In July 2013, ISIS took control of the Al-Bab training camp, just north of Aleppo, and has seized virtually most of the al-Raqqa region in eastern Syria. These losses are just one reason why experts believe Syria’s moderate rebel groups are not the best allies in the fight against ISIS.

“Moderate rebel groups are ill-equipped and untrustworthy. Some of them, if not most, have links to extremist groups,” said Max Abrahms, a Northeastern University professor who focuses on terrorist organizations.

Certain rebel groups have pledged allegiance to ISIS, but not all of them, making the relationship between factions on the ground in Syria even more complicated. From a U.S. standpoint, at the beginning of the Syrian civil war, ISIS was lumped in the “rebel” side -- groups seeking to oust Assad. Later, moderate groups began clashing with extremist rebel groups, and when al-Qaeda’s affiliate in Syria, Jabhat al-Nusra, disowned ISIS, the militant group was left with very few allies.

The Assad regime then saw a small window of opportunity. ISIS, using its brutal tactics, was fighting the same rebel factions threatening Assad's forces. Assad and ISIS then began a kind of passive cooperation, turning a blind eye to each other's advances.

“Initially Assad kind of nourished ISIS,” Abrahms said.

However, the Assad regime is by no means an ISIS ally. Although the regime was “able to ignore ISIS in the short term, eventually they’re going to have to fight them,” Jacob Stokes, a research analyst at the Center for New American Security, recently told International Business Times. In the last month, Assad's forces have been heavily clashing with ISIS militants.

During the war, which has killed nearly 200,000 people, Obama had resisted direct engagement partially for fear of strengthening the Assad regime and partially because Syria lacks U.S. allies on the ground, experts said.

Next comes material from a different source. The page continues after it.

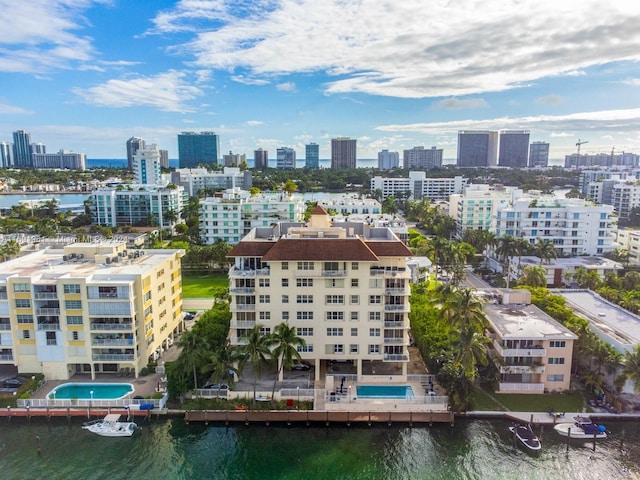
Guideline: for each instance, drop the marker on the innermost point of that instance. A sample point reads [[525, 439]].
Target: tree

“Had Assad not used chemical weapons against his own people, the U.S. would already be bombing ISIS in Syria,” Abrahms said, referring to the chemical attack carried out by Assad forces last year that killed a thousand people. “The reason why we haven’t is because we don’t want to serve the interest of the Assad regime.”

Whether or not Assad's forces will be able to reclaim ISIS territory, if the U.S.-led coalition does succeed in defeating the militants, is still uncertain. But, one thing is clear, the U.S. and the Assad regime share a common enemy in ISIS.